Homework 3

library(fpp3)
library(tidyverse)

Exercise 5.1

Produce forecasts for the following series using whichever of NAIVE(y), SNAIVE(y) or RW(y ~ drift()) is more appropriate in each case:

Australian Population (global_economy)

Use of the RW(y ~ drift()) is most appropriate because the data is trending strictly increasing and has no seasonality component.

global_economy |>
  filter(Country == 'Australia') |>
  model(RW(Population ~ drift())) |>
  forecast(h = 5) |>
  autoplot(global_economy) + 
  labs(title = 'Australian Population',
       subtitle = 'Drift Method: 5 year forecast')

Bricks (aus_production)

Use of the SNAIVE method is most appropriate because the data is highly seasonal.

aus_production |>
  filter(!is.na(Bricks)) |>
  model(SNAIVE(Bricks)) |>
  forecast(h = '5 years') |>
  autoplot(aus_production) + 
  labs(title = 'Austrialian Clay Brick Production',
       subtitle = 'SNAIVE Method: 5 year forecast')
## Warning: Removed 20 rows containing missing values (`geom_line()`).

NSW Lambs (aus_livestock)

Looking at the classical decomposition, we can see that the seasonal component is insignificant compared to the trend and random components.

aus_livestock |>
  filter(Animal == 'Lambs',
         State == 'New South Wales',
         !is.na(Count)) |>
  model(classical_decomposition(Count, type = 'additive')) |>
  components() |>
  autoplot()
## Warning: Removed 6 rows containing missing values (`geom_line()`).

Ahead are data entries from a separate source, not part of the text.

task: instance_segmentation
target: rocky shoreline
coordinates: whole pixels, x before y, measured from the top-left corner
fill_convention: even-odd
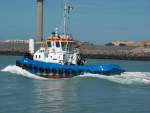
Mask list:
[[[82,45],[80,50],[87,58],[150,61],[150,48],[139,46]]]

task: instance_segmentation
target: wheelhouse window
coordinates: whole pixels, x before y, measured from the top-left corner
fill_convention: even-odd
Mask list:
[[[61,42],[61,47],[64,48],[66,47],[67,43],[66,42]]]
[[[73,43],[73,42],[68,42],[68,44],[67,44],[67,49],[68,49],[69,51],[72,51],[72,50],[73,50],[73,46],[74,46],[74,43]]]
[[[48,47],[52,47],[51,42],[47,42]]]
[[[60,47],[60,43],[59,42],[56,42],[56,47]]]
[[[73,47],[73,43],[72,43],[72,42],[69,42],[69,43],[68,43],[68,47]]]
[[[62,50],[65,50],[67,47],[67,42],[61,42]]]

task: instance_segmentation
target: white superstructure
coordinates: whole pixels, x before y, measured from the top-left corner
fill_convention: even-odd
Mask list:
[[[59,63],[66,65],[81,65],[79,50],[74,48],[74,40],[52,33],[47,40],[47,46],[37,50],[33,59],[43,62]]]

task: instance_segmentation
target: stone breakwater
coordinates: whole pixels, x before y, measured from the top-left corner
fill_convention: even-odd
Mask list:
[[[150,60],[150,48],[144,47],[82,45],[80,50],[88,58]]]
[[[40,46],[42,44],[35,44],[35,50]],[[91,44],[81,44],[79,48],[85,58],[150,60],[150,48]],[[28,43],[0,42],[0,54],[23,55],[28,49]]]

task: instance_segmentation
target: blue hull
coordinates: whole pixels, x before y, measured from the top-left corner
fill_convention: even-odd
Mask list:
[[[47,78],[68,78],[84,73],[114,75],[121,74],[124,70],[119,65],[79,66],[45,63],[23,58],[16,61],[16,65],[39,76]]]

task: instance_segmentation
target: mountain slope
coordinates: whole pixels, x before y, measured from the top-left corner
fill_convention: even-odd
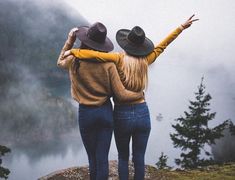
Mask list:
[[[77,127],[68,74],[56,61],[69,30],[88,23],[62,1],[0,7],[0,144],[27,149]]]

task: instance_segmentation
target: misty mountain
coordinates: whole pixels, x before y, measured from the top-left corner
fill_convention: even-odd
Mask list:
[[[56,67],[60,49],[69,30],[87,22],[79,14],[72,16],[71,8],[64,4],[41,2],[46,4],[27,0],[0,2],[1,73],[8,75],[7,80],[14,79],[16,73],[9,72],[20,73],[23,66],[30,69],[31,76],[58,91],[69,84],[68,77]],[[1,77],[1,85],[3,81]]]
[[[54,0],[0,1],[0,7],[0,144],[58,140],[77,127],[77,112],[68,73],[56,61],[69,30],[88,23]]]
[[[216,140],[216,144],[211,146],[212,154],[217,162],[234,162],[235,135],[232,135],[228,128],[223,134],[224,137]]]

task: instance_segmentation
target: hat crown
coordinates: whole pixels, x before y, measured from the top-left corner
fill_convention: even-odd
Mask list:
[[[141,27],[135,26],[129,32],[127,39],[136,45],[143,44],[145,40],[145,32]]]
[[[107,29],[106,27],[100,23],[97,22],[93,24],[87,31],[87,36],[98,43],[104,43],[107,35]]]

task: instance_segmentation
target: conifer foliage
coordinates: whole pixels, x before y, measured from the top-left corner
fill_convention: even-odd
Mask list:
[[[2,164],[2,156],[4,156],[6,153],[9,153],[11,150],[7,148],[6,146],[0,145],[0,178],[8,178],[8,175],[10,174],[9,169],[4,168],[1,166]]]
[[[159,157],[158,162],[156,163],[156,166],[158,169],[170,169],[171,167],[167,165],[167,155],[164,155],[164,153],[161,153],[161,156]]]
[[[205,145],[215,144],[215,139],[223,137],[222,131],[228,121],[210,128],[208,122],[215,118],[216,112],[210,112],[210,94],[205,94],[203,79],[195,92],[195,100],[189,101],[189,110],[184,112],[184,117],[177,118],[177,123],[172,125],[176,133],[170,134],[174,147],[181,148],[180,159],[175,159],[177,165],[186,169],[193,169],[213,162],[211,153],[204,149]],[[204,151],[207,159],[201,158]]]
[[[231,135],[235,136],[235,125],[233,124],[232,121],[229,121],[229,130]]]

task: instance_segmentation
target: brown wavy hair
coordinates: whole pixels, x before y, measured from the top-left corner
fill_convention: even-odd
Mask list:
[[[81,42],[81,45],[79,47],[80,49],[90,49],[93,50],[91,47],[85,45],[84,43]],[[78,58],[76,58],[73,62],[72,62],[72,72],[73,74],[78,74],[78,70],[79,70],[79,66],[80,66],[80,60]]]

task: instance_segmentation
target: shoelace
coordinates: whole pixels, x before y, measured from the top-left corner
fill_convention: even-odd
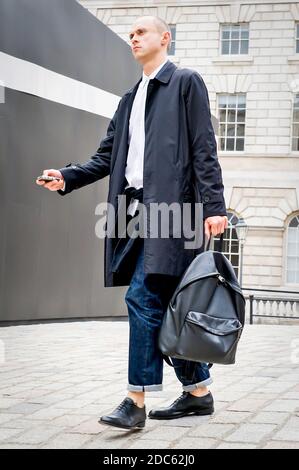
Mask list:
[[[126,398],[117,406],[117,410],[118,411],[121,411],[123,408],[125,408],[125,406],[127,405],[127,401],[126,401]]]
[[[177,398],[176,400],[174,400],[174,402],[173,402],[172,405],[176,405],[176,404],[177,404],[179,401],[181,401],[181,399],[182,399],[183,397],[185,397],[186,395],[188,395],[188,392],[183,392],[183,393],[179,396],[179,398]]]

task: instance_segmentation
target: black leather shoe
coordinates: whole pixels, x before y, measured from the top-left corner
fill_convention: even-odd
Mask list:
[[[98,422],[117,428],[139,429],[144,428],[145,420],[145,406],[139,408],[132,398],[126,397],[110,415],[102,416]]]
[[[170,406],[151,410],[148,416],[152,419],[174,419],[188,415],[211,415],[213,412],[214,400],[211,392],[203,397],[183,392]]]

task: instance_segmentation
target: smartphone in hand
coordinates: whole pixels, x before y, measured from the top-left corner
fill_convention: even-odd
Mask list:
[[[61,178],[58,178],[57,176],[47,176],[47,175],[41,175],[37,177],[38,181],[45,181],[47,183],[49,181],[60,181],[60,179]]]

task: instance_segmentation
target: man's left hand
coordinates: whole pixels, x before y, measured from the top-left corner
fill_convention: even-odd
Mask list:
[[[228,218],[226,215],[213,215],[205,219],[205,235],[207,238],[210,238],[211,234],[215,236],[218,233],[223,233],[227,227]]]

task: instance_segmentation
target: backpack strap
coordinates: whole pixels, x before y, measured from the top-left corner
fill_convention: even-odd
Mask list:
[[[171,362],[170,357],[165,356],[165,354],[162,354],[162,356],[163,356],[164,361],[167,362],[167,364],[168,364],[170,367],[173,367],[173,368],[174,368],[174,365],[173,365],[173,363]]]
[[[224,232],[220,234],[219,240],[215,240],[215,251],[220,251],[220,253],[222,253],[222,249],[223,249],[223,235],[224,235]],[[204,251],[208,251],[210,249],[211,239],[212,239],[212,235],[210,235],[209,238],[205,236]]]

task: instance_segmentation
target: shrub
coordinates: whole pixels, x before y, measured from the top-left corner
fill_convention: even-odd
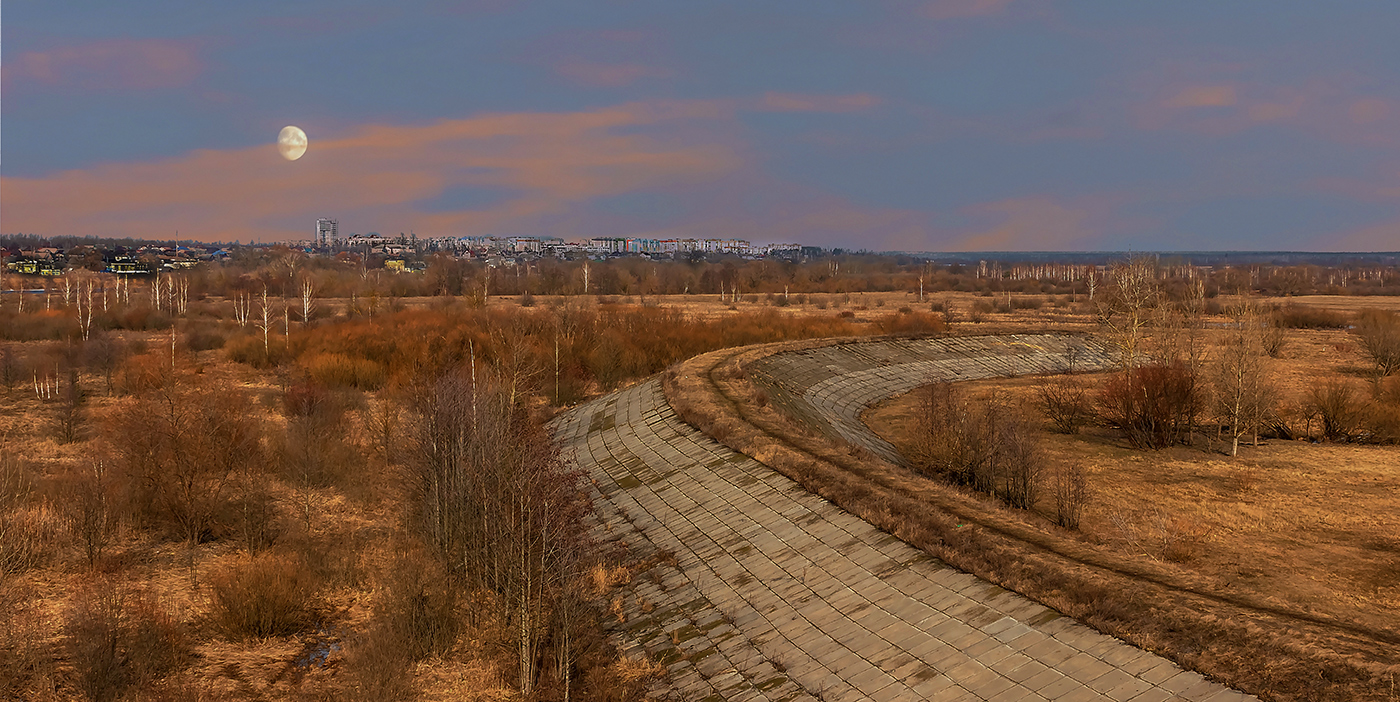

Use of the NAIVE method is appropriate because there is no seasonality to the data and the trend is not linear.

aus_livestock |>
  filter(Animal == 'Lambs',
         State == 'New South Wales',
         !is.na(Count)) |>
  model(NAIVE(Count)) |>
  forecast(h = '5 years') |>
  autoplot(aus_livestock) +
  labs(title = 'New South Wales Lambs Slaughter',
       subtitle = 'NAIVE Model: 5 year forecast')

Household Wealth (hh_budget)

Use of the RW(y ~ drift()) is most appropriate the data has no seasonality and is generally increasing.

hh_budget |>
  filter(!is.na(Wealth)) |>
  model(RW(Wealth ~ drift())) |>
  forecast(h = '5 years') |>
  autoplot(hh_budget) +
  labs(title = 'Household Wealth',
       subtitle = 'Drift Method: 5 year forecast')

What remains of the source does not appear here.